A Visit To The Grunthal Cemetery

I never went to school in Grunthal, but when I was growing up, my family attended a church there. Religiously. Ultimately, this ended up giving me the impression that I’d seen about all I could ever hope to see of Grunthal. Ever.

But the neat thing about growing older is that you start to see things differently, and perhaps with greater curiosity.

At some point, it dawned on me that here in the East Reserve region, we constantly assume it’s super-Mennonite. And for sure there are a lotta Mennos around here. BUT, when you look at the original villages, there were about 60 of them (give or take…) and today, how many Mennonite-named towns in Hanover can you think of? I can only name four: Steinbach, Kleefeld, Blumenort, and Grunthal. So, about 56 villages either faded away, or were anglicized by the government. So, it makes me curious about the remaining four, and the transitions these communities have gone through since the 1870’s.

So, Gruenthal Village was probably established around 1876, and its main street ran north-south. Okay, so that’s interesting, because today, Grunthal’s main street runs east-west. How did the village placement remain the same, but the main street change directions so…aggressively? According to the Historical Atlas of the East Reserve, a mill was built at the east end of the village, thus creating a new service centre, and a new main street — the one we know today.

You can still see the original main street, though. Think about where the cemetery is in Grunthal, kind of just behind Co-op, on a gravelly ridge. Main Street had run south from there. Today, it’s called Church Street, and you wouldn’t be able to tell that it had ever been a main street, except that it’s just a little bit squiggly.

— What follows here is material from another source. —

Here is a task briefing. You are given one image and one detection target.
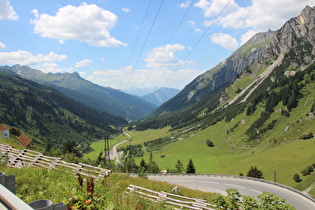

So, after eating a hearty meal at Bigg Smoak BBQ, we went to the Grunthal Cemetery. My great-grandparents are buried there — I know this, because my great-grandmother passed away when I was 14, and I had been at her funeral. I haven’t been to the cemetery since, and I could not locate their graves on this visit. Nevertheless, here are some photos:

There are some clearly very very old stones in this cemetery…and though we cannot read these stones, I figure they must be from the original Gruenthal Village.

A stone from when this was Gruenthal Village.
See? Unreadable.
Beyond the fenceline in the distance? More gravel pits.